下柳剛のシモネタ発見

WBC代表誘ってくれた王さん なんとスケールの大きな人なんだ

[ 2014年7月29日 05:30 ]

 スポニチアネックス読者のみなさま、ごぶさたしております。どうも、下柳です。

 先週の当欄で母校・瓊浦が長崎県大会で初戦突破したことをお伝えしました。しかも、強豪・佐世保実に勝ったと。でも、続く3回戦で小浜に0―1で敗戦…。母校が甲子園に出てこられんのは残念やけど、でも、3年生のみんなはどうもお疲れさん! 今は悔しい思いの方が強いやろうけど、仲間と過ごした3年間は一生の財産。次のステージへ向けて、また頑張ってほしいよね。

 さて、本日は王さんとのことを書かせてもらうことにしますわ。

 1995年に王さんがダイエーの監督に就任されたんやけど、当時のオレは若気の至りというかまだまだとんがっていてね。いま、思い出してみても、随分と反抗的な態度を取っていたように思う。コミュニケーションも取ろうとしていなかったし。

 で、その年もいろんなことがあって、最終的にはオフに日本ハムへトレードへ出されることになった。今でこそ書けることやけど、トレードに出された監督に当たるわけやから、もう王さんの顔も見とうない! そんな感情は日本ハムの間も、阪神へ移籍してからもず~っとオレの中で消えんかった。

 でも、人生は何が起こるか分からない。阪神へ移籍して3年目だった2005年のシーズン。ここでも何度か書かせてもらったけど、15勝を挙げ史上最年長で最多勝のタイトルを獲得することができた。

 シーズンが終わってから、オレはプロ野球コンベンションに出席するため、札幌ドームにおった。王さんも同じくコンベンションに出席するため、来られていてね。表彰式が始まると、王さんがオレのところへ来られてこうおっしゃった。

 「シモ、来年のWBCに来てくれんか」

 読者のみなさんもご存じのように、王さんは第1回WBCで日本代表の監督を務めることが決まっていた。その日本代表監督の立場から、オレに声をかけてくださっている。光栄なこととはいえ、やっぱり、オレも戸惑ったよ。

 05年、阪神はリーグ優勝を果たしたとはいえ、日本シリーズではロッテ相手に4連敗という屈辱的な終わり方をしていた。その分、やっぱり、06年シーズンにかける思いは強かったしね。

 もしも、WBCへ行くとなると、調整法が随分と変わってしまう。チームのことを考えると、どうしてもね…。

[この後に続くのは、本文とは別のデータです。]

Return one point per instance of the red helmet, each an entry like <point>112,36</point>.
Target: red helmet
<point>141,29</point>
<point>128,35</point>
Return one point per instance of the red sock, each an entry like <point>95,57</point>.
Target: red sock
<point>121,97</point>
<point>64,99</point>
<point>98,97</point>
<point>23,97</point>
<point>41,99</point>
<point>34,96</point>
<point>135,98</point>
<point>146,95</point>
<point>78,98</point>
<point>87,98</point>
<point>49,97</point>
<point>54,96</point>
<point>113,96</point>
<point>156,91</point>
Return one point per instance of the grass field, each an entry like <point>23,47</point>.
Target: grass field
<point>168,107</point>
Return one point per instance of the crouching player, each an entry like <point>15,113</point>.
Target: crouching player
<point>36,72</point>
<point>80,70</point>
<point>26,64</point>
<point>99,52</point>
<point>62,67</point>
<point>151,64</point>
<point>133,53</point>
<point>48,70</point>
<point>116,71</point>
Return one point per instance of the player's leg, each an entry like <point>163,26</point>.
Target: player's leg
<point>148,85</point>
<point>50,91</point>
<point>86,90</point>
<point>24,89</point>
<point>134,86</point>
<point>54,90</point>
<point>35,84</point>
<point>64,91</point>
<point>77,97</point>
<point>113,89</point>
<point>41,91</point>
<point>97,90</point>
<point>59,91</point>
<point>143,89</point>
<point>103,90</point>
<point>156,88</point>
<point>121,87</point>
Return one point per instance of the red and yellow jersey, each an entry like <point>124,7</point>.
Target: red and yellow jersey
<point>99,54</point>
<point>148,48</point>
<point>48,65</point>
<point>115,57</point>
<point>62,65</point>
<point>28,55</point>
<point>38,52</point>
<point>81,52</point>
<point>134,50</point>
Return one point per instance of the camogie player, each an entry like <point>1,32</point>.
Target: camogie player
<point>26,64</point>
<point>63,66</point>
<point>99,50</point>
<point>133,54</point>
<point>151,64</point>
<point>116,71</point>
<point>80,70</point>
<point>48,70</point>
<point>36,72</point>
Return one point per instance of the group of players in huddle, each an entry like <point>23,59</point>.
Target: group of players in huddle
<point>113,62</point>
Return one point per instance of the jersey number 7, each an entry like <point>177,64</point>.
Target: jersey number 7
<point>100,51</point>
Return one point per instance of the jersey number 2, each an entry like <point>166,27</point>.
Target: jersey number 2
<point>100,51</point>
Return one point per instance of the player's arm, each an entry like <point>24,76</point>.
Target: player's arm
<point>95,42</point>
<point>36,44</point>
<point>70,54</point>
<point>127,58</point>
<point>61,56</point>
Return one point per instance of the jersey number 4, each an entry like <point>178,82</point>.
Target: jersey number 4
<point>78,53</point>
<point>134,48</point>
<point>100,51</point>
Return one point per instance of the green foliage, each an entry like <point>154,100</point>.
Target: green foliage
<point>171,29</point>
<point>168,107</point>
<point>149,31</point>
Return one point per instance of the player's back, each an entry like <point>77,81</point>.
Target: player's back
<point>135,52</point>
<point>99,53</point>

 それに「JAPAN」のユニホーム、つまり日の丸を背負うことの怖さもあった。「果たして、オレは大丈夫なんだろうか?」。そんないろんな思いが渦巻いてきて、最後は王さんに丁重に辞退を申し出た。

 でもなぁ。今だから思うことやけど、やっぱりチャレンジしてみても良かったのかなぁとも思う。だって、世界一になったんやもん(笑)。その瞬間、テレビで見ていたけど、自分のことのように興奮したよね。

 実は社会人の新日鉄君津時代にもオリンピックの日本代表候補に選ばれたこともあった。でも、当時のオレはプロ1本。不思議なほどオリンピックへの憧れもなかったから、日本代表の関係者の人に「プロへ行きます」と伝えた。そしたら、速攻、候補から外されたけどね(笑)。

 ちょっと話は逸れたけど、WBCが終わってからダイエーとのオープン戦があった。王さんのもとへ挨拶に行ったら「シモ、世界一になれたよ!」と握手を求められてね。

 その時に改めて、思ったよね。

 「王さんという人は、なんとスケールの大きな人なんだ」ってね。

 オレやったら、自分がトレードで出したような選手はまず、そんなところへ呼ばない。でも、王さんはそんなことは関係なく、日本代表のため、勝利のために、オレに声をかけてくれた。本当に、ありがたいことやと思うよね。